El diálogo se presenta como camino fundamental para el establecimiento de las conexiones pertinentes, con la franqueza como estandarte para la confrontación de las percepciones diferentes en busca de la armonía vitalizadora. Uno de los tropiezos habituales en estas andanzas surge de las lealtades falseadas, basadas en la renuncia de las propias sensaciones. No sirven los disimulos demagógicos basados en abusos y renuncias. La verdadera lealtad es la del DISENTIMIENTO, basado en la sinceridad de sus expresiones; es la única forma de transformar las diferencias en aportaciones comunitarias significativas. Su rareza en los ámbitos actuales no disminuye un ápice la enjundia de su aportación a la sociedad.


Al final, no es tan complicado eso del decir adecuado en su doble sentido. El propio sujeto ha de estar dispuesto al ejercicio de sus ATRIBUTOS credenciales. Quedan fuera de lugar las abdicaciones injustificadas e irreflexivas. No es suficiente el ser pasivo poseedor de esas cualidades, su disposición a ponerlas en acción es imprescindible en cuanto a elemento indispensable de la sociedad.

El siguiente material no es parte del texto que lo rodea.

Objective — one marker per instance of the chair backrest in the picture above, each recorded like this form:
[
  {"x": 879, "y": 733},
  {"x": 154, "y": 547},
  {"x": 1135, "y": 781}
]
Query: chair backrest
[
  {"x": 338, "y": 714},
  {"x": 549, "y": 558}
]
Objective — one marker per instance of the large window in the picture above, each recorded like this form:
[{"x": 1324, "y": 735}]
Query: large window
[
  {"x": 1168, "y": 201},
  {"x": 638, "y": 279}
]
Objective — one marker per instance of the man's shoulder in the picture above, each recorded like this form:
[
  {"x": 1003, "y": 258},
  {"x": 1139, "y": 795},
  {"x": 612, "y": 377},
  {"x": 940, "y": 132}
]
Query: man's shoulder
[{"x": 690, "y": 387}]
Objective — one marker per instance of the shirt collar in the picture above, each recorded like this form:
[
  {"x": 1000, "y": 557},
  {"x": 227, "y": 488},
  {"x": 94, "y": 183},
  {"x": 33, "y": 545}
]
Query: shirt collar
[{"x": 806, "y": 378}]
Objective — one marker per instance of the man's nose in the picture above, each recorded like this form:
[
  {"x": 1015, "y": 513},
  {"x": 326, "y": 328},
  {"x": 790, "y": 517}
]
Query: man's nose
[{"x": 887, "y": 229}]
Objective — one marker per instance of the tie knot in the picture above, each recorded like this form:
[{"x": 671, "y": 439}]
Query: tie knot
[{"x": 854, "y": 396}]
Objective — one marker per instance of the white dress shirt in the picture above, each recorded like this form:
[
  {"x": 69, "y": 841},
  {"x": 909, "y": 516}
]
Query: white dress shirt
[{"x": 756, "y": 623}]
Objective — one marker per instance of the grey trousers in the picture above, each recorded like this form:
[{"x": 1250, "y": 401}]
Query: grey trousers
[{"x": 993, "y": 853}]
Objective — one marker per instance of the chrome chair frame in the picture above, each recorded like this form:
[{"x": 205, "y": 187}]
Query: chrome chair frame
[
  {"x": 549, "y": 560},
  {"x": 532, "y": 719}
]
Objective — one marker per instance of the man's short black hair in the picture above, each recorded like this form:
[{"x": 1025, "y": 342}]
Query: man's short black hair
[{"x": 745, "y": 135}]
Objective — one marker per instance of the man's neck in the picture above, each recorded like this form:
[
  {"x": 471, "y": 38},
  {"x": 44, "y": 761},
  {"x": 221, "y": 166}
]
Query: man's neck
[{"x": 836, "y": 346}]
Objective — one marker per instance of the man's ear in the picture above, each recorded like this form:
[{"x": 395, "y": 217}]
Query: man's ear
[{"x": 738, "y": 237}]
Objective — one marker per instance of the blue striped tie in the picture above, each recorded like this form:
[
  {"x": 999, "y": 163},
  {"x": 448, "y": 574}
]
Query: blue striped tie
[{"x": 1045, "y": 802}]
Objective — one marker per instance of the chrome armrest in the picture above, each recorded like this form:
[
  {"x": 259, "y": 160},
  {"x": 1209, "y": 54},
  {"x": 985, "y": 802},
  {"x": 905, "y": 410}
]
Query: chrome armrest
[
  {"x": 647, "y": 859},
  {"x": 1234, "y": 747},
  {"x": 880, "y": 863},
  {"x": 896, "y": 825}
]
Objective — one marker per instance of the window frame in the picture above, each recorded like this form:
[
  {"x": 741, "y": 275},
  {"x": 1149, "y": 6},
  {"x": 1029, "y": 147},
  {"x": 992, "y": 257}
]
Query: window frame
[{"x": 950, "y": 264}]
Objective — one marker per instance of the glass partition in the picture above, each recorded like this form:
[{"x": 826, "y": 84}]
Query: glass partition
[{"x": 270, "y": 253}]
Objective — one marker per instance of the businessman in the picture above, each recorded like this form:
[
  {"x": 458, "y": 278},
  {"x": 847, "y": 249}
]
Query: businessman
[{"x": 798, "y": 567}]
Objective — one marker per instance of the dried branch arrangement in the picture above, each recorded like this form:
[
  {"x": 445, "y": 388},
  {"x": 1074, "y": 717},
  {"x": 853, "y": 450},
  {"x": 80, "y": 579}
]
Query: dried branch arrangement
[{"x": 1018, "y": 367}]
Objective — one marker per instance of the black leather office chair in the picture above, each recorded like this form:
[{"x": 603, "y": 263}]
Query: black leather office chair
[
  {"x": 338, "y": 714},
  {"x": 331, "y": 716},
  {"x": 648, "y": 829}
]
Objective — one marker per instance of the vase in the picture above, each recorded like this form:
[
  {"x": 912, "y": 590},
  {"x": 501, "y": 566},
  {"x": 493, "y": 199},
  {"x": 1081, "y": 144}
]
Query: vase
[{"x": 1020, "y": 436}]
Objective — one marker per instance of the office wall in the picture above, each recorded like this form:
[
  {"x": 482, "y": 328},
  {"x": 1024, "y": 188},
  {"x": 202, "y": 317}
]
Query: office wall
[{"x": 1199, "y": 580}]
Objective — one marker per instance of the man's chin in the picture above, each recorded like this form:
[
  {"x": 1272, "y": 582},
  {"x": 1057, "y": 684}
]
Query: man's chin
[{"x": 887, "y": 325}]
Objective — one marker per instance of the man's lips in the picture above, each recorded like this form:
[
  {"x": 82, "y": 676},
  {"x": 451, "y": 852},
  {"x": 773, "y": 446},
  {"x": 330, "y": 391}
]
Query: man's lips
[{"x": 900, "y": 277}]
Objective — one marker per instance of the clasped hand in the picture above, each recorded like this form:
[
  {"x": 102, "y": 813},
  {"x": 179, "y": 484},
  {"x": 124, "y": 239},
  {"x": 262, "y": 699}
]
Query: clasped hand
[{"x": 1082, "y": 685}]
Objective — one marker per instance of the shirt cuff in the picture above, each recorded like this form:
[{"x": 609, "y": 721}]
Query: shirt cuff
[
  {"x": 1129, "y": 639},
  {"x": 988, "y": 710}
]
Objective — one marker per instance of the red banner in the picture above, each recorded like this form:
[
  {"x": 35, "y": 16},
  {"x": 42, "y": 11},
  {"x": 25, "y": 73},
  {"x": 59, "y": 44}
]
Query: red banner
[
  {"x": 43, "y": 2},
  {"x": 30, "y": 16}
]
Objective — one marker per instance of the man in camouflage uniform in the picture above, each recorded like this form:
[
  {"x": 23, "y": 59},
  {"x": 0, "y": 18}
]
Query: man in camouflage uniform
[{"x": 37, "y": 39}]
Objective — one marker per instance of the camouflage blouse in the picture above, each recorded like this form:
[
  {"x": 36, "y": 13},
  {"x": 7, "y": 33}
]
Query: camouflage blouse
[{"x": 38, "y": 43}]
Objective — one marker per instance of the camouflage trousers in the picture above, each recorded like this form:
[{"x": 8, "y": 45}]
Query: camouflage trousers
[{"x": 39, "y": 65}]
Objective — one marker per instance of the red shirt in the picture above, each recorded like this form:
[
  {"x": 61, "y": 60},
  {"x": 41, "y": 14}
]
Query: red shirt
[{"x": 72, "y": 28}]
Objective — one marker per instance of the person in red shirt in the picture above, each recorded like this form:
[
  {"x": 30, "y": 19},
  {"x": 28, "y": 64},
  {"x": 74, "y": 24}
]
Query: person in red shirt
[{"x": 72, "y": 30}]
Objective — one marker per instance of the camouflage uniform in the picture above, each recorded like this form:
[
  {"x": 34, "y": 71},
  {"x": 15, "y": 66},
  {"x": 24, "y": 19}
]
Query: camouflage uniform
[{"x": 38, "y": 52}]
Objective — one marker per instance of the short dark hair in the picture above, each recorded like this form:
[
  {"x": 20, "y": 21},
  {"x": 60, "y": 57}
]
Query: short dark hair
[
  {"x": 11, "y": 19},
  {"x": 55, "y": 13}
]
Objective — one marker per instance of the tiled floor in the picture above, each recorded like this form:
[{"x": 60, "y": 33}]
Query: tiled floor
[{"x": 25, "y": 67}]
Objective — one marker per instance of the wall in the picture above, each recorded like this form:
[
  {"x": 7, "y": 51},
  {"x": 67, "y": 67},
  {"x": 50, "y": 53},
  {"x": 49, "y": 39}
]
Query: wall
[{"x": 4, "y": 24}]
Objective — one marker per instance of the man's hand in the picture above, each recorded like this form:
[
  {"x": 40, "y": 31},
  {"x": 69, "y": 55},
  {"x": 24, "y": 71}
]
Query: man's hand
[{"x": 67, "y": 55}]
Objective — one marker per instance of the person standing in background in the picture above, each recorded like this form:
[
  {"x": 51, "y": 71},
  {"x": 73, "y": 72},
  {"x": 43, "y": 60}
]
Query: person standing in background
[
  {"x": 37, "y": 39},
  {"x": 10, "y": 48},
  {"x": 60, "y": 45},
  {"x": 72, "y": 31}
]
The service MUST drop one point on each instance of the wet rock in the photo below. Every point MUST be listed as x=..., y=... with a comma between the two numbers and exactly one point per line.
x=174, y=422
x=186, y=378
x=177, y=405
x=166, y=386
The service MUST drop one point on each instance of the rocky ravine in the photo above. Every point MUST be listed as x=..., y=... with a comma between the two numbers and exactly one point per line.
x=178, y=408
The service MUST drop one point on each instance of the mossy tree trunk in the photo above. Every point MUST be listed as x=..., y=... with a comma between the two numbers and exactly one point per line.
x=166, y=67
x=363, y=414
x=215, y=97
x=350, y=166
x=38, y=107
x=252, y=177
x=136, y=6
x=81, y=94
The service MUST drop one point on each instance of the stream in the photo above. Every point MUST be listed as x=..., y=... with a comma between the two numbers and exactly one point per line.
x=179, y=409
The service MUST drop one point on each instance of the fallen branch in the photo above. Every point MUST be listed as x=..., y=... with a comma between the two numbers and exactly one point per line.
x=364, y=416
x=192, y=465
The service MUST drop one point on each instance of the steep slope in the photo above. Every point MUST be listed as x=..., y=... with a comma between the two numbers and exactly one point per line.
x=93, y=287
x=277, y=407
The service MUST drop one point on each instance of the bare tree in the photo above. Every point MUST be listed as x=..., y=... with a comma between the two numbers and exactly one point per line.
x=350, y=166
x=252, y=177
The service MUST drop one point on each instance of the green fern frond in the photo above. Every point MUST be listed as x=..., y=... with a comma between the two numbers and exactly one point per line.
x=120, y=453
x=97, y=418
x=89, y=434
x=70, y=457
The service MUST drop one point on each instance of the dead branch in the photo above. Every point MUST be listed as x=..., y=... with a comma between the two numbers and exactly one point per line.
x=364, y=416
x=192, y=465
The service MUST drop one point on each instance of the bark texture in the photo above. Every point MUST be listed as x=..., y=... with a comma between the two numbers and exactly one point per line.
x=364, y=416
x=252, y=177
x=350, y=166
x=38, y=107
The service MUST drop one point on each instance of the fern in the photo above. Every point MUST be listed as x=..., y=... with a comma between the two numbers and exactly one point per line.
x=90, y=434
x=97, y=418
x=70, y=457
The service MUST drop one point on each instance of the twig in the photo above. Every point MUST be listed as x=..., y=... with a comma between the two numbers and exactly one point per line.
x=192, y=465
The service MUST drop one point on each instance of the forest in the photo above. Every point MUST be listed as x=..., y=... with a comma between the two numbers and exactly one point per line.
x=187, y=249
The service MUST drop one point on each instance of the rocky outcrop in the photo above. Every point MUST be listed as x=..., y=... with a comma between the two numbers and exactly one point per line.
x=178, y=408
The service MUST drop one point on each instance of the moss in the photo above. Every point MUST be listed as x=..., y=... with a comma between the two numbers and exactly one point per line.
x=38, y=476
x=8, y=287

En la otra vertiente, la tan manida sociedad engloba gran cantidad de pronunciamientos erróneos. Suele orientarse a los decires con intenciones dominadoras, que resultan intempestivas y peligrosas. No quedará otro remedio, seguiremos con el SUEÑO liberador de una comunidad no sólo receptiva, sino estimuladora de las actitudes participativas, sean mayoritarias o minoritarias.